Dias 22 e 23 de Setembro fui ao Centro Cultural de Belém assistir a dois espectáculos do Festival Música Viva. O primeiro falava de uma “gotinha de água”; o segundo dizia: “Ce désert est faux”. E de facto, fui regado com múltiplos fios de imaginação criativa, despertando as sementes de vida que a rotina do dia-a-dia, o desgosto político ou a contrariedade profissional tendem a secar.

Em ambos os casos, os espectáculos foram concebidos como sequências cenicamente integradas, sem interrupção, e colocaram-se sob a égide de Constança Capdeville (1937-1992), que foi pioneira em Portugal desse conceito de actuação músico-teatral.
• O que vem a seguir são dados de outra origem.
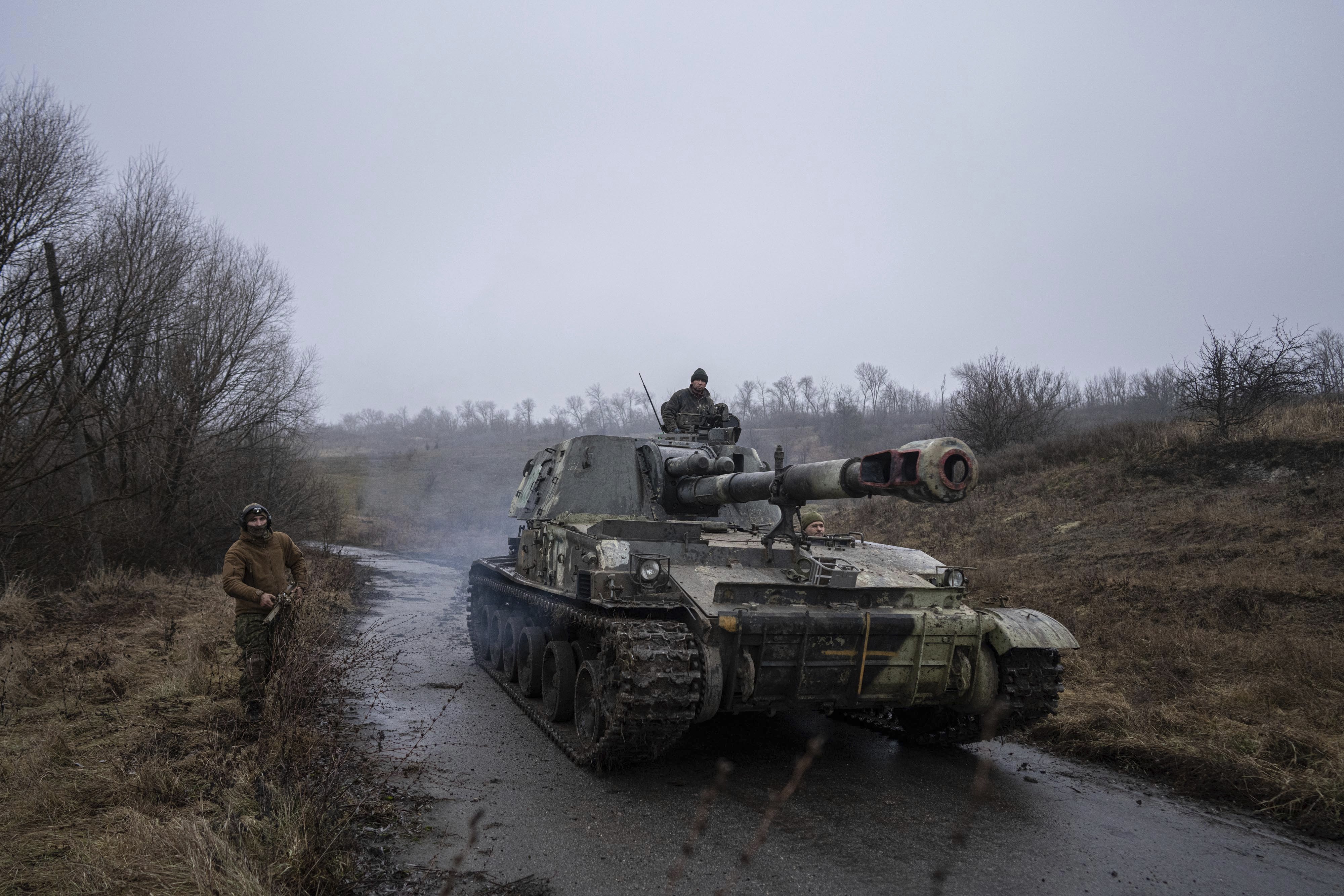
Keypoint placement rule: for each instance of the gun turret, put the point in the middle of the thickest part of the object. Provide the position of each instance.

No sábado, o Coro Infantil da Universidade de Lisboa (com a colaboração do respectivo Coro preparatório) começou precisamente com uma obra raramente apresentada de Constança, “O Natal do Anjinho dorminhoco” (1963), pequena história cénica contada por música, de exemplar sensibilidade e concisão. Seguiu-se um conseguido tríptico de Vasco Negreiros, “A Pulga; O Tigre; a Velha” (2007). A “Canção” de João Camacho (2011) e o surpreendente “Era uma vez” (2012) de João Lucena e Vale reafirmaram a vitalidade da criação actual, mostrando uma vez mais que, em mãos talentosas e exigentes, a complexidade artística é perfeitamente compatível com a eficácia comunicativa. Três obras mais antigas mas sempre frescas de invenção (dois arranjos de Fernando Lopes-Graça e “Fuga geográfica” de Ernst Toch) foram ainda ocasião para o CIUL demonstrar, sob a direcção inspiradora de Erica Mandillo, a sua excelência interpretativa.

Completou a primeira parte do espectáculo uma composição de Simão Costa sobre história de Isabel Martins, “Quando eu nasci” (2010), para recitante (Ágata Mandillo) e electrónica em tempo real. Juntamente com a obra multimédia de Miguel Azguime que ocupou a segunda parte, “A Menina Gotinha de Água” (2011), permitiu-nos apreciar a capacidade de colocar os meios electrónicos a dialogarem criativamente com o discurso falado e o canto, construindo ambientes bem caracterizados e sugestivos. Ficámos contudo com a sensação, possivelmente derivada de outros paradigmas, de que o tempo desse diálogo é por vezes demasiado prolongado, e a polifonia de ideias, menos densa do que em composições intensamente moldadas pela agilidade da escrita.

Agilidade de escrita, correspondente a uma divinal fúria imaginativa, é certamente o que não faltava a Constança Capdeville. O permanente defraudar de expectativas que ela praticava advinha de um profundo inconformismo, e ligava-se a uma pulsão surrealista que brotava naturalmente: o surrealismo era-lhe ideológica e biograficamente próximo (lembrava-se até de frequentar a mesma praia de Salvador Dali). A isto acrescia a sua abertura às músicas do mundo, o seu largo conhecimento da tradição musical ocidental, que convocava amiúde em peças novas, e um ouvido educado na lição da música concreta, que lhe permitia integrar no discurso, e manipular livremente, qualquer tipo de som. A sua imersão na matéria sonora, o seu enorme gosto pelas matizes de altura e de timbre, conviviam porém com uma espiritualidade diáfana, que, junto ao seu invulgar poder de penetração intelectual, sustentavam uma paradoxal distanciação crítica.

O espectáculo concebido por António Sousa Dias, discípulo de Constança, com base em várias das suas obras (“Momento I”, de 1974, e seis partituras compostas entre 1986 e 1989) foi plenamente conseguido, com a colaboração do Grupo de Música Contemporânea de Lisboa (dirigido por João Paulo Santos) e de outros antigos amigos da compositora: Nuno Vieira de Almeida (piano), Luís Madureira (canto), Carlos Martins (saxofone), Pedro Wallenstein (contrabaixo) e João Natividade (movimento). Pena é que não haja um projecto de recolha de informação interpretativa que permita passar às novas gerações a possibilidade de reconstituir musical e cenicamente grande parte da obra de Constança, cuja montagem, sendo frequentemente disjunta ou dependente de indicações momentâneas e associada a uma escrita parcialmente indeterminada, coloca hoje grandes dúvidas de realização. Vinte anos após a sua morte, essa seria talvez a maior homenagem.